The Veneto wine region is located in north-eastern Italy - protected from the harsh northern European climate by the Alps, the foothills of which form the Veneto's northern extremes. These cooler climes are well-suited to white varieties like Garganega (the main grape for Soave wines). While the warmer Adriatic coastal plains and river valleys are where the renowned Valpolicella, Bardolino and Amarone DOC reds are produced - and is believed to have cultivated grapes since the Bronze Age.
The Amarone della Valpolicella, a unique wine from the hills around Verona, is made from highly-selected grapes, a rich and powerful red and is among the more expensive red wine styles in the world.

 

Veneto's growers are among the most modernised in Italy - and are among the foremost wine producing regions, both for quality and quantity. While most of the 'classic' wines from this area are based on native grape varieties like Glera (formerly known as Prosecco) and Verduzzo, high demand for Veneto wines in international markets has encouraged the region to experiment with Cabernet Sauvignon, Merlot, Chardonnay and Pinot varieties, to name a few.
Veneto has over 90,000 hectares of vineyards, of which 35,400 being acclaimed DOC, making it the biggest DOC producer in Italy. A highly productive Italian region known for producing more white wines than red wines, with white wine accounting for 55% of the DOC production in Veneto. The climate changes significantly - with continental aspects on the plains, and is much milder along the Adriatic coast, around Lake Garda and in the hilly areas.
The Veneto region has 27 officially recognized DOC and 14 DOCG zones where vineyards are a constant feature of the landscape. This is the reason why in Veneto the subtle interplay between soil, sun and vine brings out the diverse expressions of Prosecco, Garganega and Corvina grapes. Once the heartland of the Venetian Republic, Veneto is today among the wealthiest, most developed and industrialised regions of Italy. Having one of the country's richest historical, natural, artistic, cultural, musical and culinary heritages, and is the 4th most visited region of Italy, with about 64 million tourists each year. The most appreciated wines in the region come from the provinces of Treviso, Verona, Padova, Venice, and Vicenza.

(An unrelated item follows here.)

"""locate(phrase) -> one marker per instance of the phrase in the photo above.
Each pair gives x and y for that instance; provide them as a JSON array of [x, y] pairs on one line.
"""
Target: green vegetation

The importance of winemaking in this region is underscored by the creation in 1885 of the very first Italian school for vine growing and oenology in Conegliano - and the nation's most important wine fair, Vinitaly, takes place each spring in Verona. In addition, Veneto was the first region to constitute the first strada del vino or "wine road". This wine-touring road featured special road signs providing information on vines and the wines they were made into and joined the Valdobbiadene and Conegliano DOC zones crossing a series of hilly vineyards.